Snowflake Architecture and Best Practices
Snowflake Unique architecture consist of Three layers:
1. Database Storage
2. Query Processing
3. Cloud Services
Database Storage:
When data is loaded into SF, It reorganizes that data into its internal optimized, compressed, columnar format. SF stores this optimized data in cloud storage.
Query Processing:
Query execution is performed in the processing layer. Snowflake processes queries using VW aka Virtual Warehouse
Cloud Services:
Cloud services layer is a collection of services that coordinate activities across SF.
Services Managed in this layer:
Authentication, Infrastructure management, Metadata management, Query parsing and optimization, Access control.
Cloud Services:
Cloud services layer is a collection of services that coordinate activities across SF.
Services Managed in this layer:
Authentication, Infrastructure management, Metadata management, Query parsing and optimization, Access control.
Data loading recommendations (Files need to be Split on Snowflake):
•Loading a large single file will make only one node at action and other nodes are ignored even if we have larger warehouse.
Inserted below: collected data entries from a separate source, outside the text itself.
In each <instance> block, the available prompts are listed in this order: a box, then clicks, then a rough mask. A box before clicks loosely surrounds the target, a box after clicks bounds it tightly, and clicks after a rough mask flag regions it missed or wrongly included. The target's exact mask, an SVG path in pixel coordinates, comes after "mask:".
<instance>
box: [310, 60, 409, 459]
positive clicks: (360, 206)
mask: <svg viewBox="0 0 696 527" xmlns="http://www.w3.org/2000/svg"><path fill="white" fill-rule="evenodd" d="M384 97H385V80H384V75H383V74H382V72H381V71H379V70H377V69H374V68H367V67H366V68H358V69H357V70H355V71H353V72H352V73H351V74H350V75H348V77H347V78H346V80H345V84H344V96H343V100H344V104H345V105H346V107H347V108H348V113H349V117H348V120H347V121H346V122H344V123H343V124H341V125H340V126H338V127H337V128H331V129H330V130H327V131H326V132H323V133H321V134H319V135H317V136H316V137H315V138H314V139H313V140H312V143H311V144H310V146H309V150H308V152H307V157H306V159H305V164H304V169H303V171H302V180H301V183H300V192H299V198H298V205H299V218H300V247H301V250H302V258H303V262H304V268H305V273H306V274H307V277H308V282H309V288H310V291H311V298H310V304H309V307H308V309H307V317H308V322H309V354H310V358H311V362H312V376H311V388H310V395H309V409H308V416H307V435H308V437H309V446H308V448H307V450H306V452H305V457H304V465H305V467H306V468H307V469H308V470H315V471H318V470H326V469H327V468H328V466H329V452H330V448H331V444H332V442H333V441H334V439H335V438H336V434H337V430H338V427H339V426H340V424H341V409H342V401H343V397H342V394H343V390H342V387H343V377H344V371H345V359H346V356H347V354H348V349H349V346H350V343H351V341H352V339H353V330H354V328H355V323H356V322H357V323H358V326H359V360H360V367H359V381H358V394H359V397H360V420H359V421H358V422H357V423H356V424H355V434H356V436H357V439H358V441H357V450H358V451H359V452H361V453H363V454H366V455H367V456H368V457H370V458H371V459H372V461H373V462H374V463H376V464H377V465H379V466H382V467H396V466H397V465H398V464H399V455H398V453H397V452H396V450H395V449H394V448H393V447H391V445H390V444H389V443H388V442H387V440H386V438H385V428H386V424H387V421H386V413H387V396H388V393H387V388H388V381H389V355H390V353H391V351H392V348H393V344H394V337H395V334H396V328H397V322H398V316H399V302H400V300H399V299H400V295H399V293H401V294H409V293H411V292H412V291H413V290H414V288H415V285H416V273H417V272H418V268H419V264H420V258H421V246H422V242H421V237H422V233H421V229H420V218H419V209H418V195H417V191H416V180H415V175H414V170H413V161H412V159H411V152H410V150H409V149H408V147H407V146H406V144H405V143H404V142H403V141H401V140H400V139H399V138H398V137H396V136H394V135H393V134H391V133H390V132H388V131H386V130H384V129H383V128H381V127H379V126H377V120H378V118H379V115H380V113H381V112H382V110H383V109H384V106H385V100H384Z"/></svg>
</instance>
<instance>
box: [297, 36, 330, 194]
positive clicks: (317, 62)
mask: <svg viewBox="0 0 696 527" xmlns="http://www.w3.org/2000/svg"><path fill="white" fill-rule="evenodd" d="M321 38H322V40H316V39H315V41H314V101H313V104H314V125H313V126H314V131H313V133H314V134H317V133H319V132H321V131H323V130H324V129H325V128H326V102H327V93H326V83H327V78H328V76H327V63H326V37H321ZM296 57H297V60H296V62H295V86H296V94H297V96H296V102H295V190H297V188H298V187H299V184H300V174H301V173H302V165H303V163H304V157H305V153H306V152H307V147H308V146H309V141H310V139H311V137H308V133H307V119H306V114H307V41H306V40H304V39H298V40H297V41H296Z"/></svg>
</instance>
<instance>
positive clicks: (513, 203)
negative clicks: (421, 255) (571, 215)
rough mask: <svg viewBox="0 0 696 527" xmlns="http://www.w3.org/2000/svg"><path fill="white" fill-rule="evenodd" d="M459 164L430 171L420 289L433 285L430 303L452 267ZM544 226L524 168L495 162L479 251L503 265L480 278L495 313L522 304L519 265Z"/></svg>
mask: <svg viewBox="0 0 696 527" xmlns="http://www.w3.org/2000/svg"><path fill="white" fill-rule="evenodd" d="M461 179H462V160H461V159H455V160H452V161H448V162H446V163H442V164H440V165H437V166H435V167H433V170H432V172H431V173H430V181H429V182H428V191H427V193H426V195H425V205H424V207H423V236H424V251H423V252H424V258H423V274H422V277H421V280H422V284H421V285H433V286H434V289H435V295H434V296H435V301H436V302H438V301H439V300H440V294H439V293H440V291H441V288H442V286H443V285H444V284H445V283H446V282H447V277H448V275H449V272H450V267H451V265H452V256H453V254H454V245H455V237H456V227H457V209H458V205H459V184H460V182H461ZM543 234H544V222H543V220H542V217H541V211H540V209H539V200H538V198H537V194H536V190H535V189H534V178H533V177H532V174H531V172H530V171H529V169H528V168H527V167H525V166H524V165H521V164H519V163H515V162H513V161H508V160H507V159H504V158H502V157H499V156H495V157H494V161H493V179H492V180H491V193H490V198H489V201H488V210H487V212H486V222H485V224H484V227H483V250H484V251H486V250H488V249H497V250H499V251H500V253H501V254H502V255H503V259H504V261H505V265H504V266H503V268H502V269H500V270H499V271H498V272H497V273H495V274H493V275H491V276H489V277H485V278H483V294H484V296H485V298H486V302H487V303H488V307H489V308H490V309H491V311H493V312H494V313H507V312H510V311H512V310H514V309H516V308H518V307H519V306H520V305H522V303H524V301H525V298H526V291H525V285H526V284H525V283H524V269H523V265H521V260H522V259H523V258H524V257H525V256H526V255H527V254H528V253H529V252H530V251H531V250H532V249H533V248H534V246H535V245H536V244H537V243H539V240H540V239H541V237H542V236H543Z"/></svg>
•Have a separate large warehouse to support ingesting large files, this provides full horsepower for data loading. We can turnoff warehouse after data loading.
•Follow same practice for data unloading as well.Data querying recommendations (Dedicated warehouse for Querying):
• Snowflake automatically caches data in the Virtual Warehouse (local disk cache), so place users querying the same data on the same virtual warehouse. This maximizes the chances that data retrieved to the cache by one user will also be used by others.
• Suspending warehouse will erase this cache.
• Snowflake Query Profile feature helps us to analyze queries being run from BI tools as well.
• Consider scaling out the warehouse which will be using for BI Analytics to cater concurrent users.
Design Recommendations:
•Storing Semi-structured Data in a VARIANT Column:
Load the data set into a VARIANT column in a table. Use the FLATTEN function to extract the objects and keys you plan to query into a separate table.
•Date/Time Data Types for Columns:
When defining columns to contain dates or timestamps, choose a date or timestamp data type rather than a character data type.
SF stores DATE and TIMESTAMP data more efficiently than VARCHAR.
•Set a Clustering Key for larger datasets:
Clustering key is not necessary for most tables, SF performs automatic tuning via the optimization engine and micro-partitioning.
if Query Profile indicates that a significant percentage of the total duration time is spent scanning set a cluster key for larger datasets.